Talks may renew on limited death penalty


Sen. Larry McKibben, R-Marshalltown, recently renewed his call for a
debate on a limited death penalty on the same day it was announced a
committee studying sex crimes and the punishment for certain offenses will
not likely have any recommendations until after the Legislature convenes
in January.

McKibben, who has called for a debate on the death penalty since the last
session, has said his efforts thus far have been stymied by political
opposition from Democrats.

"In doing so, they have created a de facto death penalty in Iowa,"
McKibben said. "When the perpetrator knows there is no additional
punishment we can levy on them for murder, we have sentenced these girls
to death. It's wrong for the Senate Democrats to block that debate."

McKibben was referring to situations where a kidnapping and sexual assault
has occurred. In those instances, life in prison is already a possibility,
so McKibben argues offenders may think they have nothing to lose by
murdering the main witness, which is the child victim.

If they are caught, McKibben said, the punishment for killing the child is
no worse than what they may already be eligible for.

McKibben noted that all he is calling for is a legislative debate on the
issue, but he said Democrats are so scared of the concept they will not
even consider talking about it.

"It's just dead wrong," he said. "What we did say as Republican Senate is
that the death penalty in the case of a kidnapping, rape and murder of a
minor child is something that ought to be debated in a chamber known as a
place of public discourse. The fact is the Senate Democrats will not let
us have a discussion."

McKibben also hoped the interim committee he now chairs, looking into sex
crimes punishments, would have included a study of the death penalty in
its scope of work as well. But that was not the case.

What the committee did spend a great deal of time discussing were the
residency restrictions, which state that a sex offender who victimized a
child cannot reside within 2,000 feet of a school or daycare.
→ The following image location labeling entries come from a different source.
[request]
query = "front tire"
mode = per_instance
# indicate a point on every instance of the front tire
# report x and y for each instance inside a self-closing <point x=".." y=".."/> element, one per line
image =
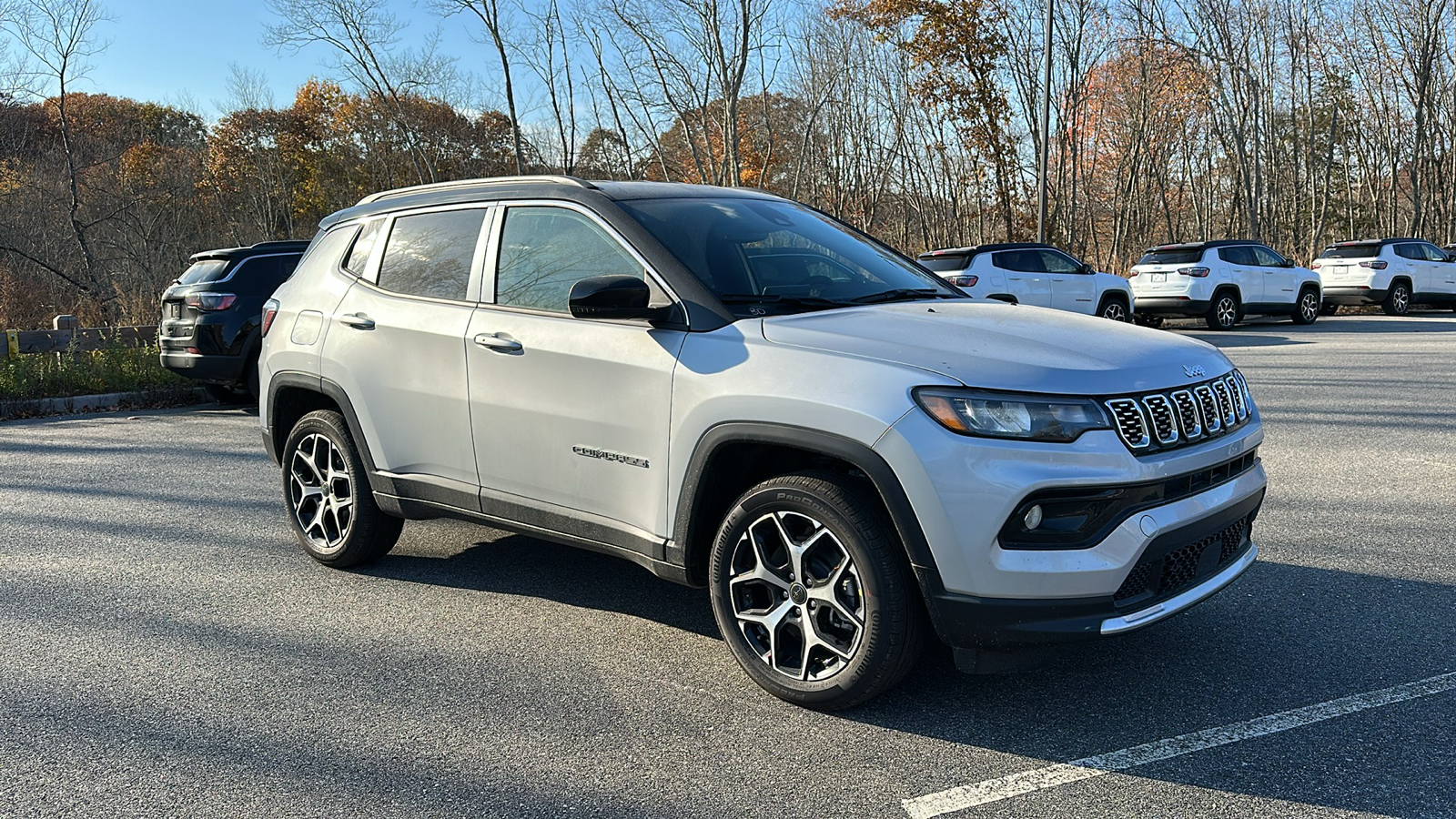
<point x="1308" y="308"/>
<point x="327" y="491"/>
<point x="1114" y="309"/>
<point x="1397" y="300"/>
<point x="1223" y="312"/>
<point x="813" y="593"/>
That law has
been the target of a considerable amount of criticism from some in the
legal community -- including prosecutors and defense attorneys alike.

However, McKibben said he did not believe there would be any substantial
changes to the law. He added that some definitions may be added and some
other language may be clarified so that prosecutors can better understand
legislative intent.

Rep. Lance Horbach, R-Tama, also part of that interim committee, noted
there are times when an offense needs to be considered on a case-by-case
basis.

He gave the example of a man in his district who was convicted of a sex
crime for a consensual relationship a girl who was 14 years old at the
time. The man was 18 years old.

Now, a decade later, they are married and have 3 children. Yet they are
being forced to move because of this new law.

Horbach noted that may be a different situation requiring a different type
of response when compared to a sexually violent child predator.